Ticketed in the shooting was Brian C. Sobolewski, 42, of Jacksonville, Fla. He was cited by DNR with a violation of the “Renegade Hunter Law” and released.

Last month, Sobolewski was found guilty by a Colleton County magistrate in his absence, giving up his $470 bond as a fine. He did not appear at the hearing, but reportedly will lose his hunting privileges in the state for a year.

Reached by phone in Florida, Sobolewski’s office referred questions to his attorney, who last week said he will ask the case be reopened and reheard.

Attorney Frank Keasler said Sobolewski did not violate the law, and that he had permission to shoot stray dogs on the property. Keasler described his client as an accomplished outdoorsman of high skill, and that Sobolewski was told that the club owners were trying to fight off an infestation of wild dogs. He had permission to cull, Keasler said.

“He thought it was a wild dog,” said Keasler, adding that Sobolewski wants to protect his good name as a hunter. “He knows the rules of the road,” he said.

Finley’s attorney, John Thomas Thompson of Charleston, doesn’t buy that Meatball could be mistaken for a wild dog, given that he was wearing three collars that day, something Finley noted to authorities at the time of the shooting.

“As a deer hunter, I’ve long recognized the conflict between still hunters and dog hunters, but what happened here is immoral, illegal and unacceptable,” Thompson said in a statement last week.
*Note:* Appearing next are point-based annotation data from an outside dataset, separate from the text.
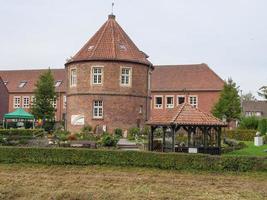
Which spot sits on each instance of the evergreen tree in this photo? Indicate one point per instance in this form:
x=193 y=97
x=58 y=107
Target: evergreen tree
x=45 y=94
x=263 y=92
x=229 y=105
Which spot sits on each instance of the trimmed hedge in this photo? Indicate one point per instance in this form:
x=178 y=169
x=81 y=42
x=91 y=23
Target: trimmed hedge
x=241 y=135
x=175 y=161
x=21 y=132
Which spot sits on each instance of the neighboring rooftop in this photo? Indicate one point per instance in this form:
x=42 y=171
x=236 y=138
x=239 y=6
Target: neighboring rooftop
x=25 y=80
x=197 y=77
x=110 y=42
x=258 y=108
x=184 y=114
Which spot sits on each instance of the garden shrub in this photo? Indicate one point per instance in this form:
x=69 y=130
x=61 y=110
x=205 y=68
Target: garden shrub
x=249 y=123
x=63 y=156
x=118 y=132
x=263 y=126
x=133 y=133
x=240 y=134
x=108 y=140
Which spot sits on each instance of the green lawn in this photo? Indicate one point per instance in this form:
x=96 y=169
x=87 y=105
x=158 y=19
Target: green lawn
x=250 y=150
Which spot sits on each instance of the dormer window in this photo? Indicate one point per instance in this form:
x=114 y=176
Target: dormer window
x=122 y=47
x=58 y=83
x=22 y=84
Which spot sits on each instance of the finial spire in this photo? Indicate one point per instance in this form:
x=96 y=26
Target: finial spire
x=112 y=7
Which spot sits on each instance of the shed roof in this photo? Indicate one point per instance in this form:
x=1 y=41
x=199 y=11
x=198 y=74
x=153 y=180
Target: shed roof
x=184 y=114
x=15 y=77
x=193 y=77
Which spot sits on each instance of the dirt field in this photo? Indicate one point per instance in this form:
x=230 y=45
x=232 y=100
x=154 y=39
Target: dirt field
x=95 y=182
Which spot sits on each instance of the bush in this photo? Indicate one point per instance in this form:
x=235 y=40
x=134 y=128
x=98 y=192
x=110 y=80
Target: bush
x=108 y=140
x=249 y=123
x=175 y=161
x=263 y=126
x=240 y=134
x=133 y=133
x=118 y=132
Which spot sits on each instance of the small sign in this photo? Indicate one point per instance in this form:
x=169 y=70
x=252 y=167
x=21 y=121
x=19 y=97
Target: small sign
x=77 y=120
x=192 y=150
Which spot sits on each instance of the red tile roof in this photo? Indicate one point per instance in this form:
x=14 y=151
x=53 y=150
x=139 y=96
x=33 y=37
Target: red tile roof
x=111 y=43
x=198 y=77
x=14 y=78
x=184 y=114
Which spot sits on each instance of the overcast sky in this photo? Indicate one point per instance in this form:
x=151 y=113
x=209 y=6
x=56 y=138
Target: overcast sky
x=229 y=35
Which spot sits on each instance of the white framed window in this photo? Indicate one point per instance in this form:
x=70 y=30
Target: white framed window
x=54 y=102
x=58 y=83
x=180 y=99
x=169 y=101
x=126 y=76
x=73 y=77
x=16 y=101
x=193 y=100
x=158 y=102
x=26 y=102
x=22 y=84
x=64 y=101
x=97 y=75
x=98 y=109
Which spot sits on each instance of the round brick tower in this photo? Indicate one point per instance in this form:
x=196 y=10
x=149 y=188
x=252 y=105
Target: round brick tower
x=108 y=82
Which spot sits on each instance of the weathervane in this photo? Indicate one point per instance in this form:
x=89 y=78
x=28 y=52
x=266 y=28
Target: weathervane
x=112 y=7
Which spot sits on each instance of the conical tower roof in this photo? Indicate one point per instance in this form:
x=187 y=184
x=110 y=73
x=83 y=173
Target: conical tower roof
x=110 y=42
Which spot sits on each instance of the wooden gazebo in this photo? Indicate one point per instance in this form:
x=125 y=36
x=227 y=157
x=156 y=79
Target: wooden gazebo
x=202 y=130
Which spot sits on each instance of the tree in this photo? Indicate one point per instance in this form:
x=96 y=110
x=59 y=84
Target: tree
x=228 y=106
x=45 y=94
x=263 y=92
x=248 y=97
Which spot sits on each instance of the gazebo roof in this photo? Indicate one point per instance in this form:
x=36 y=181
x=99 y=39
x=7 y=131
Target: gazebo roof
x=184 y=114
x=19 y=114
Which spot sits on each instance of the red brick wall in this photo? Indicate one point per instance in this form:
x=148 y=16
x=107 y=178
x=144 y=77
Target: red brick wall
x=206 y=100
x=3 y=100
x=60 y=109
x=121 y=104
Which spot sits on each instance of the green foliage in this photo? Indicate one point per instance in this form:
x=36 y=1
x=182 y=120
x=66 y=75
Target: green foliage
x=228 y=105
x=263 y=126
x=108 y=140
x=44 y=93
x=62 y=135
x=63 y=156
x=241 y=135
x=249 y=123
x=133 y=133
x=118 y=132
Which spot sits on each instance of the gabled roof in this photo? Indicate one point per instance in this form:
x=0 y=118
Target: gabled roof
x=15 y=77
x=184 y=114
x=110 y=42
x=255 y=106
x=197 y=77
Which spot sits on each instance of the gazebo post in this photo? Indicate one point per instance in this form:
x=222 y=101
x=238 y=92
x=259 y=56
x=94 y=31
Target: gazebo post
x=173 y=137
x=163 y=139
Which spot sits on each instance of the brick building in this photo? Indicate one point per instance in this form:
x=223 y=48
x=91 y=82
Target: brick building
x=111 y=84
x=20 y=85
x=195 y=84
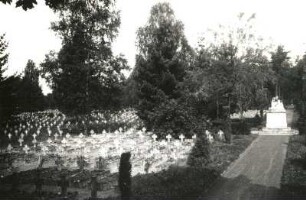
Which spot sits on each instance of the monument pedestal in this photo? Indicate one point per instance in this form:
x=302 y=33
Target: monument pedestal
x=276 y=123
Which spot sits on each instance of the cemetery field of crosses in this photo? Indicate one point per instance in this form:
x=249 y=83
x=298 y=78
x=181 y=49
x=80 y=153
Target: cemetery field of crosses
x=185 y=121
x=44 y=140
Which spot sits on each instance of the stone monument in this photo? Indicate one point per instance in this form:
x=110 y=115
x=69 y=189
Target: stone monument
x=276 y=115
x=276 y=123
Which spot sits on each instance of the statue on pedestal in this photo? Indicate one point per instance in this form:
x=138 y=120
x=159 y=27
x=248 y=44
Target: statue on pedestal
x=277 y=105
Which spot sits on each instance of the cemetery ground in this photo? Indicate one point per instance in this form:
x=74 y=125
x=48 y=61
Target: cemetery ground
x=56 y=162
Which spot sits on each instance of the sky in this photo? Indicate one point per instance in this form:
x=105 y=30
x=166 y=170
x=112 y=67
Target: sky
x=281 y=22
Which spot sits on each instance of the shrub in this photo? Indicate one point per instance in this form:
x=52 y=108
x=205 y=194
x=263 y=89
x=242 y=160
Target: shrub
x=200 y=154
x=176 y=118
x=124 y=181
x=241 y=127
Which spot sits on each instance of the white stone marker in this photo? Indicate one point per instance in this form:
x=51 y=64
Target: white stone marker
x=168 y=137
x=182 y=138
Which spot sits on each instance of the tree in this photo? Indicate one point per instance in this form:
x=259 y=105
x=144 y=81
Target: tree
x=29 y=4
x=281 y=66
x=30 y=94
x=85 y=75
x=3 y=56
x=231 y=72
x=161 y=62
x=8 y=85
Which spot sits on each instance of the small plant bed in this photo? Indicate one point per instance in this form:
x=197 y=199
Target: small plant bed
x=293 y=181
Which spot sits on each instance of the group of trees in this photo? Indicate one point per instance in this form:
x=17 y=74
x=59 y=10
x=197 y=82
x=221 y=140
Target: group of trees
x=177 y=87
x=173 y=86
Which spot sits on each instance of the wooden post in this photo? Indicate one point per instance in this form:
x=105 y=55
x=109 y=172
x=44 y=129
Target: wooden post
x=94 y=186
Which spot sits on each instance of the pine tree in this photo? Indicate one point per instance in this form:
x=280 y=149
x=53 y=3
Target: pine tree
x=161 y=61
x=30 y=94
x=85 y=75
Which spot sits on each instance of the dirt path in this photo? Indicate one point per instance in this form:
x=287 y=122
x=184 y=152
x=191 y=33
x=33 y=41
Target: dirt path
x=257 y=173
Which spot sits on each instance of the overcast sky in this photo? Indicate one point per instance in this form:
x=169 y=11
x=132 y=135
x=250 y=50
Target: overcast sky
x=281 y=21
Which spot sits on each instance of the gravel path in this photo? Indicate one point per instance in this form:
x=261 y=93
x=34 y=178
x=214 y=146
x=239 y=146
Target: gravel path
x=257 y=173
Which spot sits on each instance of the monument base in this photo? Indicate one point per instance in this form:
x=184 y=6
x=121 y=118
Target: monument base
x=276 y=120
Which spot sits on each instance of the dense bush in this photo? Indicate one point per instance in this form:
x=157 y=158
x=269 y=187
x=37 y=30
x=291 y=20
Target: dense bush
x=176 y=182
x=175 y=118
x=200 y=154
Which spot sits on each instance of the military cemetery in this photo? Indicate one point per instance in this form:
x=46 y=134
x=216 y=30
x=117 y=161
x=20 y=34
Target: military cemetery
x=152 y=100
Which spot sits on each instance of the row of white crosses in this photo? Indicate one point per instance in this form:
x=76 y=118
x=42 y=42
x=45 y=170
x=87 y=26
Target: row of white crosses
x=168 y=137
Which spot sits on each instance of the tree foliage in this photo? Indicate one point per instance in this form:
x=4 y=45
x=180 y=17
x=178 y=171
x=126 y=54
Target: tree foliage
x=161 y=62
x=231 y=73
x=29 y=4
x=85 y=75
x=30 y=94
x=8 y=85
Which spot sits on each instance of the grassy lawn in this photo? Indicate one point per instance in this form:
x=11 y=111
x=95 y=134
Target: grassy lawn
x=293 y=181
x=222 y=154
x=188 y=182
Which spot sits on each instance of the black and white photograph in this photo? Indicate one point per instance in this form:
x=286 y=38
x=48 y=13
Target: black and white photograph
x=152 y=99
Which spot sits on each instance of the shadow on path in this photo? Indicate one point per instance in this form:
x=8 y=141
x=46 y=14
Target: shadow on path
x=240 y=188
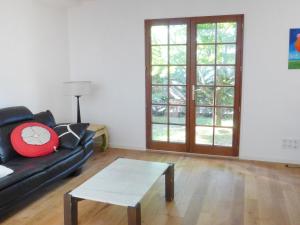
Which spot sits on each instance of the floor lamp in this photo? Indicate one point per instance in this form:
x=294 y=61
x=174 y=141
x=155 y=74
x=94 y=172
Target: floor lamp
x=77 y=89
He added that the incident is what the Renegade Hunter Act was meant to avoid.

One section of the law states “a dog that has entered upon the land of another without permission (being) given to the person in control of the dog shall not be killed, maimed, or otherwise harmed simply because the dog has entered upon the land.”

Anyone caught violating the section faces a fine of not more than $500 or imprisonment for not more than 30 days.
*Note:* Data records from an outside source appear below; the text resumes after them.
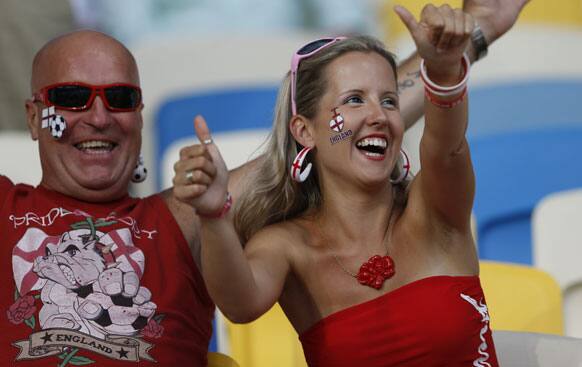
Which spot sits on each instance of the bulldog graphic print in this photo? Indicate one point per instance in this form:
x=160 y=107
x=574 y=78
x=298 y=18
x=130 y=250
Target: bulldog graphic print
x=85 y=285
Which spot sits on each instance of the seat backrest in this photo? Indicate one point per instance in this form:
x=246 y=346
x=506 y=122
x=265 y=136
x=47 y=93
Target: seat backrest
x=522 y=298
x=514 y=170
x=216 y=359
x=557 y=249
x=20 y=160
x=519 y=349
x=266 y=342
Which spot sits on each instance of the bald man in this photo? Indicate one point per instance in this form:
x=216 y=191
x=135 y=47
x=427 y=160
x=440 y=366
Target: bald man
x=92 y=275
x=98 y=277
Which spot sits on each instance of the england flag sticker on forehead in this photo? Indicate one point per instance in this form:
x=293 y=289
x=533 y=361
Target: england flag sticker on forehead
x=337 y=122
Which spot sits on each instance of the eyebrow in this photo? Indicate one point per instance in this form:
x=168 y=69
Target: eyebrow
x=360 y=91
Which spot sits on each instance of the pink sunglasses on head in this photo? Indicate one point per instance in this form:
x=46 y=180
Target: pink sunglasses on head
x=303 y=53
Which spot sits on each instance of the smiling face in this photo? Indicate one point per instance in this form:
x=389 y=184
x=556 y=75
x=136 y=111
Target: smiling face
x=362 y=88
x=97 y=153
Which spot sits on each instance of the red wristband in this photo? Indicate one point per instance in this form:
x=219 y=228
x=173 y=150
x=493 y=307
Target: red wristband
x=222 y=213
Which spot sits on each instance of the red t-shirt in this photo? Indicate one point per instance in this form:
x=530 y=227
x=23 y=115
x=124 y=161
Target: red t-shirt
x=97 y=284
x=440 y=321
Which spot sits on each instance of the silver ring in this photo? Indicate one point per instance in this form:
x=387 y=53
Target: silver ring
x=189 y=175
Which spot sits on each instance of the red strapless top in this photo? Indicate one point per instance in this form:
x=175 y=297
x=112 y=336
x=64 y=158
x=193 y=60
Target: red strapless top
x=435 y=321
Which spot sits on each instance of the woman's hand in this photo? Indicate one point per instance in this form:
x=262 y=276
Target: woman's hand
x=201 y=176
x=441 y=36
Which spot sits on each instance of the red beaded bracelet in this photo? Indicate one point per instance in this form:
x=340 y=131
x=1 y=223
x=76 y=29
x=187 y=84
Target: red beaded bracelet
x=222 y=213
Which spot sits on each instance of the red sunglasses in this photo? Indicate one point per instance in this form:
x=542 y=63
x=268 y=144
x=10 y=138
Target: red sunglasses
x=76 y=96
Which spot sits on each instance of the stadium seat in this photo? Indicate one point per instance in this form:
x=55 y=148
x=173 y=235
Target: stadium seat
x=266 y=342
x=514 y=170
x=519 y=349
x=557 y=249
x=20 y=160
x=522 y=298
x=216 y=359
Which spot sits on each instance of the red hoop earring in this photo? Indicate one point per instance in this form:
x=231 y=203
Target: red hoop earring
x=296 y=173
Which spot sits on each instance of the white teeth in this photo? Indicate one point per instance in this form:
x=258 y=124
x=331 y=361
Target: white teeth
x=95 y=144
x=378 y=142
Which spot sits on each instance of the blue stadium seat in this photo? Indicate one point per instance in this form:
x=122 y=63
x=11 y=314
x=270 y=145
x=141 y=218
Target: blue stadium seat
x=524 y=105
x=514 y=170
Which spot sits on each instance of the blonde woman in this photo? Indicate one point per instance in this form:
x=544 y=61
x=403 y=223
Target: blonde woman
x=372 y=267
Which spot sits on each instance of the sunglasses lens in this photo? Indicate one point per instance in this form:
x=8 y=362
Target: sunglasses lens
x=313 y=46
x=123 y=97
x=69 y=96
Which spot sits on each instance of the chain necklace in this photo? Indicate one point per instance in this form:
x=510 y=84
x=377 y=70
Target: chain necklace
x=374 y=272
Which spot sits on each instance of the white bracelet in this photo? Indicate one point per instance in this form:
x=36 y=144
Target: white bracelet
x=445 y=91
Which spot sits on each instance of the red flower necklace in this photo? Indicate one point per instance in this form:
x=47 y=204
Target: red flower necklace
x=377 y=269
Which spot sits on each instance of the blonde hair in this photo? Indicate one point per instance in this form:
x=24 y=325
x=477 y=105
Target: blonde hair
x=271 y=194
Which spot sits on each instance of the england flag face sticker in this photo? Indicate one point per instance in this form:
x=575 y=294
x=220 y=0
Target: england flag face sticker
x=337 y=121
x=55 y=123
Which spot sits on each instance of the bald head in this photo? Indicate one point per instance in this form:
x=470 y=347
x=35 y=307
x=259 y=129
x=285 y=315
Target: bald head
x=71 y=57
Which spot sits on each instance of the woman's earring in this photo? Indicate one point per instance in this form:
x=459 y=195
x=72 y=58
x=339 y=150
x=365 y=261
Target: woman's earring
x=296 y=172
x=402 y=169
x=139 y=172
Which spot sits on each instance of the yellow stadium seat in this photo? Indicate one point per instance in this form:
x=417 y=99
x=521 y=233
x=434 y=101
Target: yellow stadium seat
x=220 y=360
x=522 y=298
x=266 y=342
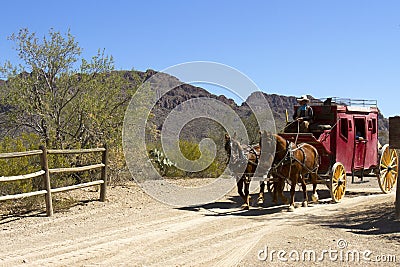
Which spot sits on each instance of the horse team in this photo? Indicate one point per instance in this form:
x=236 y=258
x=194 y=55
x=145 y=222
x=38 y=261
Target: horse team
x=275 y=157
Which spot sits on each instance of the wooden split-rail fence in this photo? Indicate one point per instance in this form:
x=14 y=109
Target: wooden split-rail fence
x=45 y=173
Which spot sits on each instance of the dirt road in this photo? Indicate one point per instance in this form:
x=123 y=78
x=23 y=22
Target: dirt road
x=131 y=229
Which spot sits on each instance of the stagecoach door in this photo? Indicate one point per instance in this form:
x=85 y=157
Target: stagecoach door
x=360 y=144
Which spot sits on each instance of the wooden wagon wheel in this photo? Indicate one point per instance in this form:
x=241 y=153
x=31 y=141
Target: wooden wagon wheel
x=337 y=184
x=388 y=169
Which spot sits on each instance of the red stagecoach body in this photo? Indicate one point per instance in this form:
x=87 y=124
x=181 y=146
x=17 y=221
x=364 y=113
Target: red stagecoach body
x=343 y=131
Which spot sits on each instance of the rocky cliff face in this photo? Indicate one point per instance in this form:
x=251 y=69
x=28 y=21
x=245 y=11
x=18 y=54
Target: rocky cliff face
x=201 y=128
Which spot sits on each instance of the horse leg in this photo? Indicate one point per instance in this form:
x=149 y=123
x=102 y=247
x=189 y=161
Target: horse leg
x=292 y=192
x=305 y=196
x=279 y=187
x=314 y=196
x=260 y=200
x=240 y=183
x=247 y=197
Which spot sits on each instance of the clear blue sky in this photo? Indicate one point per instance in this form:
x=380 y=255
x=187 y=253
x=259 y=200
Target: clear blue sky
x=323 y=48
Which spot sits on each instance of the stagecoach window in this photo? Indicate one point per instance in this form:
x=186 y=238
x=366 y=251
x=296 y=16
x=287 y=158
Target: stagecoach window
x=344 y=127
x=360 y=127
x=372 y=127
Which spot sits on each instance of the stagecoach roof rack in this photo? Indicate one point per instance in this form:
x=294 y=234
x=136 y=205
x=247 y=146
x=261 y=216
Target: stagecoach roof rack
x=345 y=102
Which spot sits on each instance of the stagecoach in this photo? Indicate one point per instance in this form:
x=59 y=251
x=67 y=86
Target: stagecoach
x=345 y=134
Thompson said he is exploring a civil court response to the shooting, but has not yet calculated a potential financial figure covering the loss of a trained hunting dog, years of food and veterinary bills and the “loss of affection” of a family pet.

One month after the shooting, Finley said he still can’t see the sense of anyone intentionally firing at something in the woods that isn’t considered legal wilderness game.

“He was just a good old dog,” Finley said of Meatball. “He didn’t bother nobody. He didn’t bark. There was just no reason.”